But this is a highly optimized case. In actual practice, what actually happens on a datastore is much more complicated, and rarely performs this well. When you ask a vmdk to read what appears to be a sequential list of LBA's, you don't know how that was actually stored. If it was written noncontiguously, it isn't going to read it as fast as a raw disk device would, because there are seeks. If you've taken snapshots, you again have a situation where you will have noncontiguous data. If you used thin provisioning, this is very likely to result in noncontiguous data. All of that results in seeks, which significantly impacts performance.

If you are expecting a vmdk to perform similarly to a raw disk device, you need to start with an empty datastore, and you need to use thick provisioned eager zeroed mode, and you must not take snapshots. In such a case, you can get a good fraction of the speed of the underlying hard disks out of the vmdk, I'm guessing you might be able to get 50-75%, I'd be pleased to see even more, but I'm kinda cynical.

But even then, the fastest hard disks out there only deliver about 250MBytes/sec at peak speed, so that's still going to be less than 300MBytes/sec.

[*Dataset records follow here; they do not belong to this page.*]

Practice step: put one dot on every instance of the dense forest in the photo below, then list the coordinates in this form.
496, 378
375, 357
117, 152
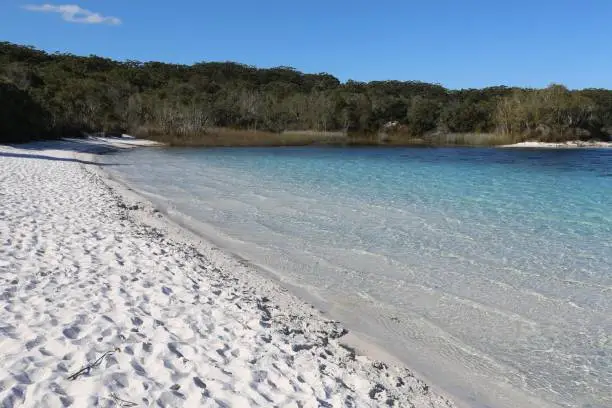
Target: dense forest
51, 95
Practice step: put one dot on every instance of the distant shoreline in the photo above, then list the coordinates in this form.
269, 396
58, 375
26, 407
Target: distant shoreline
574, 144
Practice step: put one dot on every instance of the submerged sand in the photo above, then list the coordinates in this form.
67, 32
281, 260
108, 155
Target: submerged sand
105, 302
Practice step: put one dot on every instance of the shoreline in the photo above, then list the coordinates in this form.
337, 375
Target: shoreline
575, 144
279, 322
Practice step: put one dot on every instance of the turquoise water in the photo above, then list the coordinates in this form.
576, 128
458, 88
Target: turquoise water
488, 271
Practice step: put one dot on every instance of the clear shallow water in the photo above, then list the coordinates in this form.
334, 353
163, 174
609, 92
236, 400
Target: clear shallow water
488, 271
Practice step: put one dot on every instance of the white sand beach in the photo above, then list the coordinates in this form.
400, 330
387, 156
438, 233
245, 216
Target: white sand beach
106, 303
577, 144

There's other stuff in your posts above that are clearly incorrect; Seagate does not make 12GB/s disks (although they do make 12Gbit/sec SAS disks), and it isn't possible to get 1.67GBytes/sec copying disk-to-disk unless there's some sort of caching going on.

Anyways, I've demonstrated that the "300MByte/sec" SCSI channel actually works at ten times that on the FreeBSD side, so any complaints you have are actually related to ESXi datastore performance on the ESXi backend. You are welcome to continue to discuss ESXi with us here in the off-topic forum. I don't really have a lot of time to be bringing folks up to speed on the ins and outs of virtualization I/O, but we do have a number of exceptionally knowledgeable and experienced people with lots of clue, including @Patrick M. Hausen and others.

As a final note, one of the reasons a lot of ESXi admins end up here is because they want to make use of ZFS to accelerate their virtualization environment. ZFS is able to do a lot of crazy things for ESXi performance, but you have to throw quite a bit of resources at it.
 

ERM-Consulting

Dabbler
Joined
Sep 6, 2020
Messages
14
But that is not due to any artificial 300 M/s limit. It's due to the fact that FreeBSD thinks it's talking to a SCSI HBA with all the protocol overhead, queueing and interrupt handling necessary, and VMware pretending to be just such an HBA in software painstakingly emulating the other side of that complex and completely unnecessary protocol, and finally figuring out which block on the real disk FreeBSD wanted in the first place.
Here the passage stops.